Читать книгу Escribir cuento - Varios autores - Страница 9
Оглавление5
Ver para creer.
La visibilidad del relato
María Tena
Lo visible es, como todos sabemos, lo susceptible de ser visto, de ser percibido fácilmente. Para el escritor, el relato empieza a formarse a través de una imagen, de un recuerdo, de un deseo o de una idea. El problema para cualquier autor, y el secreto de su talento, es cómo manipular ese primer embrión y convertirlo en una historia que sea perceptible, visible para el lector. Si no se produce esa comunicación el relato estará muerto antes de nacer.

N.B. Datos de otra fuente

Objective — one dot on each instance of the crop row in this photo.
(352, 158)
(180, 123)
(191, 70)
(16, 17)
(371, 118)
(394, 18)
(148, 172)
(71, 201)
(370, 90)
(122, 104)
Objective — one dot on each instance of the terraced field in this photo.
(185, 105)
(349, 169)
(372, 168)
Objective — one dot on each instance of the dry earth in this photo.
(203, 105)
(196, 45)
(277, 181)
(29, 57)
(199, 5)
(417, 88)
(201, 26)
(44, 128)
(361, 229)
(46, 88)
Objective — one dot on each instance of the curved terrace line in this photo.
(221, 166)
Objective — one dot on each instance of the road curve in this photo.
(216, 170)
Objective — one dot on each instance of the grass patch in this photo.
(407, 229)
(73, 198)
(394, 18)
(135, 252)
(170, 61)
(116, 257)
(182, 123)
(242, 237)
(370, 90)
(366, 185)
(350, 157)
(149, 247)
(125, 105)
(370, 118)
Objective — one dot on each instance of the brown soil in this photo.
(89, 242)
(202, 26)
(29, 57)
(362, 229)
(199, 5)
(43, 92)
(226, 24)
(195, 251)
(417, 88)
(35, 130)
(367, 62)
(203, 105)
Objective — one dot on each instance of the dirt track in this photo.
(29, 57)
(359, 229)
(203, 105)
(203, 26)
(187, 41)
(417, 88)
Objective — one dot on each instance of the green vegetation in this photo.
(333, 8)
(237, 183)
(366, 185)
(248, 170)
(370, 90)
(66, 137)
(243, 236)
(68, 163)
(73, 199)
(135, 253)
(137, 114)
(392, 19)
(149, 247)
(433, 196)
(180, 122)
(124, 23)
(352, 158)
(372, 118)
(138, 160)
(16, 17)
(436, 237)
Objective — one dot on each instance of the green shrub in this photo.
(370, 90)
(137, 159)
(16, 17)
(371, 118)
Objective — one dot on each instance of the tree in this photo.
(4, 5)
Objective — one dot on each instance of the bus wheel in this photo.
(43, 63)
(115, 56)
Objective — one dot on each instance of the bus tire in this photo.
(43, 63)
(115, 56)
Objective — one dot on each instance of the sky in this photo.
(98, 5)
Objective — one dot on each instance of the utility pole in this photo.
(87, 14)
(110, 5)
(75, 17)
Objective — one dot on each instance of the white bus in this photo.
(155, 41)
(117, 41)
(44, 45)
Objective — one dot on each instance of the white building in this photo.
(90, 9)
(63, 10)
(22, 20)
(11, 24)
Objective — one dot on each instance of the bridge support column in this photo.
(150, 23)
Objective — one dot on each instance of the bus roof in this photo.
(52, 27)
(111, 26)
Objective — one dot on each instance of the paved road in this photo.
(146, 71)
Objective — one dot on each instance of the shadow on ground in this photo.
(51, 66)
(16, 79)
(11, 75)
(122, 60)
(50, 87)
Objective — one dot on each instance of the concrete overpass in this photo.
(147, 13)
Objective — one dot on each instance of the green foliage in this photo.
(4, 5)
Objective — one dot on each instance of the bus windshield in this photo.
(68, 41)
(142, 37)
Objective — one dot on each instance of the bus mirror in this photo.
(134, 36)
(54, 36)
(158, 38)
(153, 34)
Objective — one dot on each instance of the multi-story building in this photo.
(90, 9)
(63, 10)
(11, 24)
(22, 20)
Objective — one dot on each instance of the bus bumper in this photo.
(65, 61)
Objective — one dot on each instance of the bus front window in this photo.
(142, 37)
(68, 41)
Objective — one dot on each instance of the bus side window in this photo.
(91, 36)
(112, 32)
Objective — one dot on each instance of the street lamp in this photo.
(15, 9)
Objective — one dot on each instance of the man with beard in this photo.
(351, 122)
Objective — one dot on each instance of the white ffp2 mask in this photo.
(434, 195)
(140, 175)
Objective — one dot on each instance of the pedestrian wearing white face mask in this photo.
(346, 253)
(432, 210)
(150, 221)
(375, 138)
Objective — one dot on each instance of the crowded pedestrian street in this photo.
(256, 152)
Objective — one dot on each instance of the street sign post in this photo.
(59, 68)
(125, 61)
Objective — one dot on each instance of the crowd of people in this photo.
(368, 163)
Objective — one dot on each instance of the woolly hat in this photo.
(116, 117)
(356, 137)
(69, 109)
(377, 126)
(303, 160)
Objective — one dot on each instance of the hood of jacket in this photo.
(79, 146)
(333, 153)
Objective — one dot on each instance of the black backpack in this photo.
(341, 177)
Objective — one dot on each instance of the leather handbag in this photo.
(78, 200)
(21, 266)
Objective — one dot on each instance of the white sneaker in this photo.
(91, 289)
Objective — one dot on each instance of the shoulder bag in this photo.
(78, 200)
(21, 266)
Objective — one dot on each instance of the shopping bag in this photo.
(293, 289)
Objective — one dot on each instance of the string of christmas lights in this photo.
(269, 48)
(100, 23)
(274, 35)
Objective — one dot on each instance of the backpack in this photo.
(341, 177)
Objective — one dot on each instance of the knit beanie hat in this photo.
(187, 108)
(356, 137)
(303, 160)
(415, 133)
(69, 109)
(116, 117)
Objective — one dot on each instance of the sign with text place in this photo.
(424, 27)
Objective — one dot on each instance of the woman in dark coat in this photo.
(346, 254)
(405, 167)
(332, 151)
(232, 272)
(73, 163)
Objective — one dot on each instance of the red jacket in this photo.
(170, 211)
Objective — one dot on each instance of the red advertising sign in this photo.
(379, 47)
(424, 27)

Como escritores, tenemos que comprender que no siempre conseguimos mostrar en el texto lo que tenemos tan claro dentro de nuestra cabeza, y eso es lo que necesita nuestra historia. Se da el caso de que nos esforzamos en explicar lo que el lector va a leer a continuación, y apenas nos damos cuenta de que ese lector al que nos enfrentamos necesita asistir a la escena como si estuviese presente, para identificarse con el protagonista o con la propia historia. A nuestro lector hay que ponerle las escenas delante de los ojos, hay que hacer el cuento visible. ¿Cómo conseguimos esto?
5.1. Mostrar, no decir
Tal y como reza el célebre dictum de Henry James que vimos en el capítulo anterior, esta debería ser la primera regla de todo narrador. Sí, ya sé que suena fácil pero, ¿qué quiere decir el verbo «mostrar» en este contexto? Os pondré un caso. Tomemos una escena sencilla:
A, como cada día, despertó, se duchó y fue a desayunar a un bar. Allí se encontró con B. Ella le recordó que era una antigua enfermera de su madre. Charlaron un rato, y a A le gustó pero en un momento dado ella se fue. A volvió a su casa.

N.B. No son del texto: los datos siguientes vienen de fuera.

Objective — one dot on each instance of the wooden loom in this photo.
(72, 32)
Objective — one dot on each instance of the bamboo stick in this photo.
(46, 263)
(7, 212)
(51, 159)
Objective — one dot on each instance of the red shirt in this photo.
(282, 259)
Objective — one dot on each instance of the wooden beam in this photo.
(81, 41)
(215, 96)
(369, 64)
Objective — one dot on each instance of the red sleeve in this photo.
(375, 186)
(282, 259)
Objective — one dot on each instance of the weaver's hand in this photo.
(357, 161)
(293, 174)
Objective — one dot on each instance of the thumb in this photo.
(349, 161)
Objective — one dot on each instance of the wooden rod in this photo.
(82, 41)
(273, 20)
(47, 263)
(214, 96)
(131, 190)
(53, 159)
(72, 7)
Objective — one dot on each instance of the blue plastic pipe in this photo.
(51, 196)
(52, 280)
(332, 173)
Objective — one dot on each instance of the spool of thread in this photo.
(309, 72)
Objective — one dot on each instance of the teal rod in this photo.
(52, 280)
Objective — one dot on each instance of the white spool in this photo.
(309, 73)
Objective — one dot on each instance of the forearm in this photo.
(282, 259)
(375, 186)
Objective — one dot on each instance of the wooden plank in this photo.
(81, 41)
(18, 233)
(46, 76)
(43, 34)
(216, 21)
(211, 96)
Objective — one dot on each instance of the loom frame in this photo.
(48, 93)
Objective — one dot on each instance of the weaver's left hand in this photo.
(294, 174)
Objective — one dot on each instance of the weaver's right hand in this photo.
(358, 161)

¿No os parece que la narración es demasiado fría, muy sosa? No sabemos cómo es A, tampoco quién es B. Ni siquiera sabemos dónde está ese bar ni si ese día llovía o hacía sol. Las acciones son cotidianas, corrientes. El relato también es vulgar y sin forma. Para que esta pequeña narración adquiera vida, necesitamos más detalles, acciones, diálogo y objetos concretos. Necesitamos también algo imprevisto que nos haga fijar la atención en la historia. Lo intentaremos con el principio.

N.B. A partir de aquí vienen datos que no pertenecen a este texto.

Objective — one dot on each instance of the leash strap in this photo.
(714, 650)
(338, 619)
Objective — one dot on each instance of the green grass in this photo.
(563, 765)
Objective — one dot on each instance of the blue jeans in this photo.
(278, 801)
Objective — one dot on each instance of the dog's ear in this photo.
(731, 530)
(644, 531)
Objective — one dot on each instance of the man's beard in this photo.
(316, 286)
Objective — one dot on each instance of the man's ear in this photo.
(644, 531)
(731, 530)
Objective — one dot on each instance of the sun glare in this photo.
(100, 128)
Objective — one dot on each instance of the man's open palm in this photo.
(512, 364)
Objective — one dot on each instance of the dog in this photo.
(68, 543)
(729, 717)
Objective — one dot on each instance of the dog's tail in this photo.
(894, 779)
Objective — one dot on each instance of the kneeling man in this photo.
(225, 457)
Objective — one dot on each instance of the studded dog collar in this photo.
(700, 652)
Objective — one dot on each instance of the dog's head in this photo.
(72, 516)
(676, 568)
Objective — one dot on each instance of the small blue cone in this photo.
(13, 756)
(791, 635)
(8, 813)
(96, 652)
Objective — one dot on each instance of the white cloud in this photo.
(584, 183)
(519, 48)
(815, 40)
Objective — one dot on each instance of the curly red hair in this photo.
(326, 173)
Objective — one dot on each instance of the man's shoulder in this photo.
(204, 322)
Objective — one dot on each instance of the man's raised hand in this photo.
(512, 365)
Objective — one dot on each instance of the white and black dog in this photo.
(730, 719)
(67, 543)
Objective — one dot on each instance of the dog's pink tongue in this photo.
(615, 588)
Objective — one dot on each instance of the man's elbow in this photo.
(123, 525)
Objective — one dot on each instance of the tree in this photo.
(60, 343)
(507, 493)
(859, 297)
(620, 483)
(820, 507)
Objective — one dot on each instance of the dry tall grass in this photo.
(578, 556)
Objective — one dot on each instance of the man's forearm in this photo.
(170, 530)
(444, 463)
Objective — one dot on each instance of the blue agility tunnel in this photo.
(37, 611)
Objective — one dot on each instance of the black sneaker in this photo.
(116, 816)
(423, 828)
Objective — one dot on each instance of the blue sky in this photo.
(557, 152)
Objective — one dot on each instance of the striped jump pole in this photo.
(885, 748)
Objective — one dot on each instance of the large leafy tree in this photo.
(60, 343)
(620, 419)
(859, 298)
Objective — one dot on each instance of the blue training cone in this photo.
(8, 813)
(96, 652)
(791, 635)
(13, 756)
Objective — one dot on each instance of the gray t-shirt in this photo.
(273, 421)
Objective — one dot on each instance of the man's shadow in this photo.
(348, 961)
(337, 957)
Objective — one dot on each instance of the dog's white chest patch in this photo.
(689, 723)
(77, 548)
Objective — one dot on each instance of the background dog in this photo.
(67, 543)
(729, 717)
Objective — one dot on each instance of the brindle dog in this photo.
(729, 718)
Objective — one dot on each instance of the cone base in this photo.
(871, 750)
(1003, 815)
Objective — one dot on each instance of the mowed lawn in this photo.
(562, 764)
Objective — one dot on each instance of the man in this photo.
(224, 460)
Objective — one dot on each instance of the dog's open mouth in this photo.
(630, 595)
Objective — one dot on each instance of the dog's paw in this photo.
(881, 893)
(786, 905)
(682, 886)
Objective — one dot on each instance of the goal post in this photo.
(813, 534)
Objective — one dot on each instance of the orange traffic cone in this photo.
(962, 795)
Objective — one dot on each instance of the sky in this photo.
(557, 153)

En el bar, al apoyarse para coger la taza, A sintió un olor a jazmín muy intenso que se mezclaba con el sabor de su café con leche. Se dio media vuelta y vio que en la barra, junto a él, se apoyaba el brazo más perfecto que había visto en su vida. Blanco, suave, torneado. Siguió su recorrido y acabó fijándose en un cuello largo que se inclinaba sobre una taza de té y una tostada. Luego vio su pelo. Una melena rubia que, cuando se abrió la puerta y se volvió, dio paso a una cara que hizo que el corazón se le parase. Qué mujer, pensó.
—¿Qué haces aquí? —dijo B, con una voz que le recordó a su primera novia.
Para mostrar —en vez de decir, en vez de explicar— necesitamos detalles, objetos y acciones. Y mostrarlos en movimiento y, a ser posible, desde los cinco sentidos. Necesitamos que, además de comprender los pensamientos y sentimientos de nuestros personajes, el lector huela el perfume que ellos huelen, saboree el café que toman, que pueda diferenciar el tacto entre una roca y un trozo de terciopelo. El lector necesita experimentar además de comprender.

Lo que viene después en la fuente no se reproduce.